1. S. Borenstein and J.B. Bushnell, "An Empirical Analysis of the Potential for Market Power in California's Electricity Industry," NBER Working Paper No. 6463, March 1998, and Journal of Industrial Economics, 47(3), 1999, pp. 285-323.

2. S. Borenstein, J.B. Bushnell, and F.A. Wolak, "Diagnosing Market Power in California's Restructured Wholesale Electricity Market," NBER Working Paper No. 7868, September 2000, and American Economic Review, 92(5), 2002, pp. 1376-1405, and P. Joskow and E. Kahn, "A Quantitative Analysis of Pricing Behavior in California's Wholesale Electricity Market During Summer 2000," NBER Working Paper No. 8157, March 2001, and Energy Journal, 23(1), 2002, pp. 1-35.

3. S. Borenstein and S. Holland, "On the Efficiency of Competitive Electricity Markets with Time-Invariant Retail Prices," NBER Working Paper No. 9922, August 2003, and RAND Journal of Economics, 36(3), 2005, pp. 469-93.

4. A more extensive version of the simulation analysis was later published as S. Borenstein, "The Long-Run Efficiency of Real-Time Electricity Pricing," Energy Journal, 26(3), 2005, pp. 1-24.

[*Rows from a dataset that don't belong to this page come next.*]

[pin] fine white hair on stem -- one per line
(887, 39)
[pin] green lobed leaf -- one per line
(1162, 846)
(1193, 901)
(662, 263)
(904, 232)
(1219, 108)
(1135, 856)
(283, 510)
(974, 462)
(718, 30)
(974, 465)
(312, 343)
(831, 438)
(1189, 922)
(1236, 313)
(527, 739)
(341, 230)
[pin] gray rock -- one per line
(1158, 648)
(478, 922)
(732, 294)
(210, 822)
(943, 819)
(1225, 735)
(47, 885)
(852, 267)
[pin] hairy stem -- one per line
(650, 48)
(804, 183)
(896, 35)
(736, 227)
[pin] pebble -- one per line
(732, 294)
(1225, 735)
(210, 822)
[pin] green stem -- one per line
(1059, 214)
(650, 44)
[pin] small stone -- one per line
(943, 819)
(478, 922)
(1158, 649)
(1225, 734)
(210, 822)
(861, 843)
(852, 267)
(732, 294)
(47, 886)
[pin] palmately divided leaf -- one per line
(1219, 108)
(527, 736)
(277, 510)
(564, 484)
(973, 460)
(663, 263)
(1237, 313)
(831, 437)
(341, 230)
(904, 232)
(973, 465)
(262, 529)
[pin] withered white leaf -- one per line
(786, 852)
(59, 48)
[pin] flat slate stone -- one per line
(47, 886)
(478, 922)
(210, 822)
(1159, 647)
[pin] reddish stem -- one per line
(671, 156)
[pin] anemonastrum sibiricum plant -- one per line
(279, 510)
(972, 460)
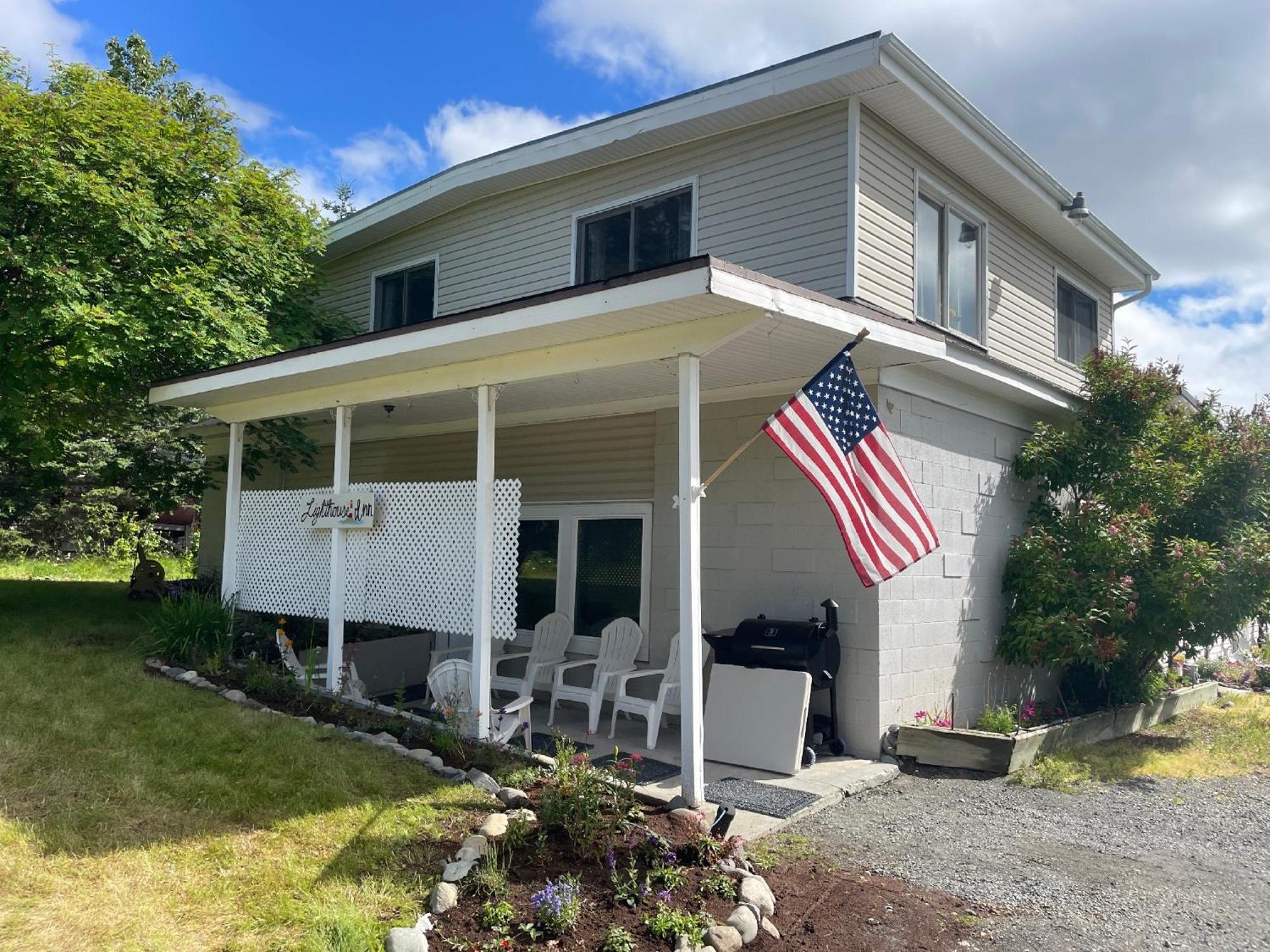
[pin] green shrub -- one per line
(558, 906)
(719, 884)
(497, 917)
(490, 878)
(667, 925)
(1149, 527)
(998, 719)
(1053, 774)
(1210, 668)
(618, 940)
(194, 626)
(590, 805)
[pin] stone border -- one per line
(1003, 753)
(384, 741)
(756, 904)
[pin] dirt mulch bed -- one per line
(817, 908)
(822, 908)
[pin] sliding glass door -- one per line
(590, 562)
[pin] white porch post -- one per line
(690, 581)
(483, 582)
(338, 554)
(233, 505)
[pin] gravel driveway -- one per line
(1141, 866)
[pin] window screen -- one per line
(1078, 323)
(634, 237)
(609, 573)
(407, 296)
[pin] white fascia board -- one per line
(982, 373)
(910, 69)
(657, 343)
(791, 304)
(708, 101)
(429, 338)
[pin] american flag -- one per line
(832, 433)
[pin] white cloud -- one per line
(476, 128)
(29, 27)
(379, 163)
(1229, 357)
(253, 119)
(1160, 111)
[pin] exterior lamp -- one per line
(1078, 211)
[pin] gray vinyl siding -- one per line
(1022, 271)
(770, 197)
(592, 460)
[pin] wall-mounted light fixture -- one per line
(1078, 211)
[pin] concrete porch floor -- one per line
(831, 779)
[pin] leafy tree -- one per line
(342, 205)
(138, 242)
(1150, 532)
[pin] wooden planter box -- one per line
(1000, 753)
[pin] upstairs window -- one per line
(1078, 323)
(633, 237)
(406, 296)
(951, 267)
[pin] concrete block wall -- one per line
(938, 623)
(769, 544)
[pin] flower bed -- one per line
(1006, 753)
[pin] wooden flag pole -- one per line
(749, 444)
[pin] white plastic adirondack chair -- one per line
(551, 642)
(451, 686)
(440, 656)
(667, 696)
(354, 686)
(619, 644)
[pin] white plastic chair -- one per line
(667, 696)
(440, 656)
(352, 685)
(451, 686)
(551, 642)
(619, 644)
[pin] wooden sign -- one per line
(344, 511)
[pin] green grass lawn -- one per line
(140, 814)
(1207, 742)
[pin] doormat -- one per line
(647, 770)
(545, 744)
(764, 799)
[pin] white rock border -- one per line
(384, 741)
(760, 908)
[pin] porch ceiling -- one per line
(582, 352)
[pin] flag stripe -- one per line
(862, 555)
(831, 431)
(873, 506)
(883, 550)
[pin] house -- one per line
(631, 299)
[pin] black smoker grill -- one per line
(791, 645)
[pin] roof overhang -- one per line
(603, 348)
(890, 79)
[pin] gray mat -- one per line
(764, 799)
(647, 770)
(545, 744)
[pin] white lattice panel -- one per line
(284, 565)
(413, 569)
(422, 555)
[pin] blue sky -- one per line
(1160, 116)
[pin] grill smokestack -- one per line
(831, 615)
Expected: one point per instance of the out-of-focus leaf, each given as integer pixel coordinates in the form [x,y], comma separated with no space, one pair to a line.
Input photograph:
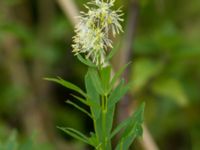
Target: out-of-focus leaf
[12,144]
[170,88]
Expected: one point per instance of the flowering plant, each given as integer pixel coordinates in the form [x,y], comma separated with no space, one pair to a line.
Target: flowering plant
[103,91]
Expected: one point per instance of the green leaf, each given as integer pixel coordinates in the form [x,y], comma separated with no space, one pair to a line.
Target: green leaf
[87,62]
[113,51]
[93,96]
[12,144]
[122,125]
[76,134]
[96,80]
[80,99]
[105,75]
[79,108]
[93,139]
[133,129]
[117,75]
[109,120]
[67,85]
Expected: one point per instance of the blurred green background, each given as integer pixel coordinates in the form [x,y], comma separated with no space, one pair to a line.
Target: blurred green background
[35,42]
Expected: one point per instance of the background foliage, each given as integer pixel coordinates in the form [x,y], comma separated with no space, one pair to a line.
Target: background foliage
[35,39]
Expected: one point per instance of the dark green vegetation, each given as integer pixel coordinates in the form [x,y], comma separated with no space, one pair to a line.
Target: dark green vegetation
[35,39]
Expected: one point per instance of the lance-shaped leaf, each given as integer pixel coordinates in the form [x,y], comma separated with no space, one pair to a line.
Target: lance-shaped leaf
[105,74]
[67,85]
[96,80]
[93,96]
[79,108]
[76,134]
[133,129]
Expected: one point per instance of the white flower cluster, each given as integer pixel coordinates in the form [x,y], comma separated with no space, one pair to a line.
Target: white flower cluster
[92,32]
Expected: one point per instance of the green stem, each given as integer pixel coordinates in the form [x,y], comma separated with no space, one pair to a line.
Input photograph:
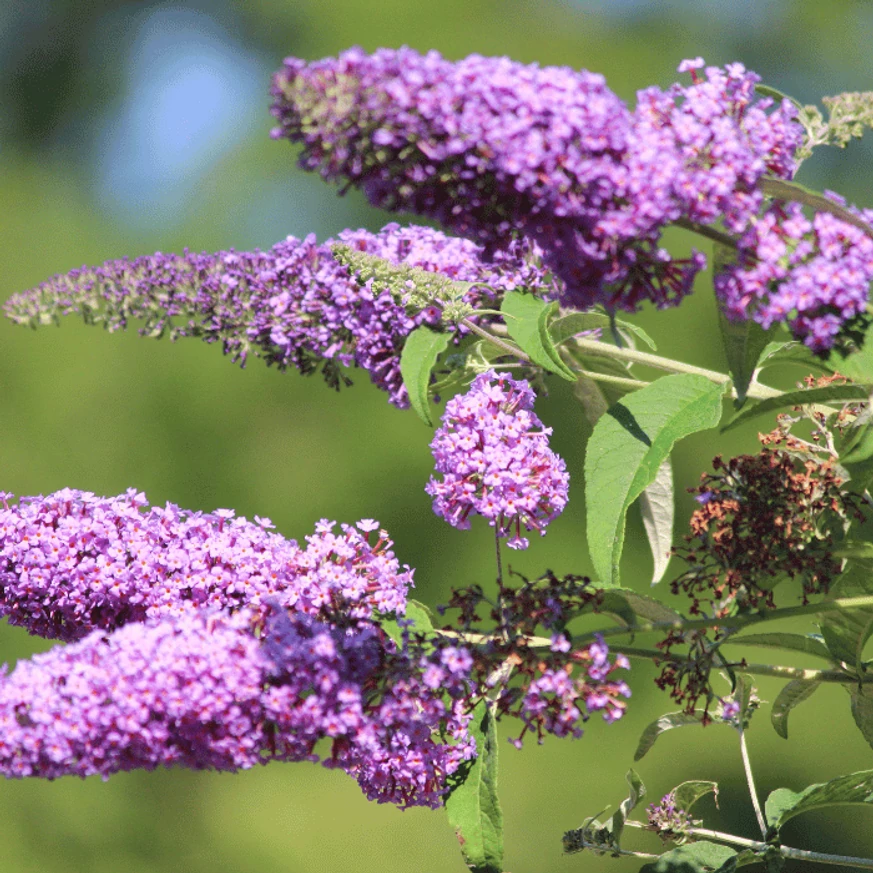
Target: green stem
[756,846]
[750,779]
[613,380]
[595,347]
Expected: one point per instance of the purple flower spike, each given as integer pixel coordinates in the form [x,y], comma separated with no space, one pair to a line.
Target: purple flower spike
[495,459]
[185,693]
[293,306]
[813,274]
[204,692]
[72,562]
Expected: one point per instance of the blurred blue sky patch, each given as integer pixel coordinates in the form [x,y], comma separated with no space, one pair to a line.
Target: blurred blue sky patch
[191,94]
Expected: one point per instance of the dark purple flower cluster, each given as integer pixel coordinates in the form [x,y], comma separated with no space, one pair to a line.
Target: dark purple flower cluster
[490,147]
[71,563]
[495,459]
[552,690]
[552,700]
[203,691]
[814,273]
[294,306]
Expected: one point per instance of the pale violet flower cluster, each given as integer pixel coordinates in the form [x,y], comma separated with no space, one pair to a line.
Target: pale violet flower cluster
[204,692]
[491,148]
[207,641]
[814,274]
[494,457]
[73,562]
[294,305]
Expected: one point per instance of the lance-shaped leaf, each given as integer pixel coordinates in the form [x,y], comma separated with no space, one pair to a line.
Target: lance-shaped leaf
[636,792]
[793,693]
[862,708]
[628,606]
[527,319]
[807,397]
[472,806]
[420,352]
[698,857]
[783,804]
[745,340]
[791,352]
[658,509]
[688,793]
[846,631]
[561,329]
[627,448]
[665,723]
[809,644]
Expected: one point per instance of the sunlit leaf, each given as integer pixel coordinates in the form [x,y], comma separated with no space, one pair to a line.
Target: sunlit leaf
[472,806]
[627,448]
[783,804]
[792,694]
[658,509]
[527,319]
[420,352]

5. S. Holland and E.T Mansur, "Is Real-Time Pricing Green? The Environmental Impacts of Electricity Demand Variance," NBER Working Paper No. 13508, October 2007, and Review of Economics and Statistics, 90(3), 2008, pp. 550-61.

6. I discussed many of the implementation issues in "Time-Varying Retail Electricity Prices: Theory and Practice," in Griffin and Puller, eds., Electricity Deregulation: Choices and Challenges, Chicago: University of Chicago Press, 2005.

7. S. Borenstein, "Wealth Transfers from Implementing Real-Time Retail Electricity Pricing," NBER Working Paper No. 11594, September 2005, and Energy Journal, 28(2), 2007, pp. 131-49.

8. S. Borenstein, "Customer Risk from Real-Time Retail Electricity Pricing: Bill Volatility and Hedgability," NBER Working Paper No. 12524, September 2006, and Energy Journal, 28(2), 2007, pp. 111-30.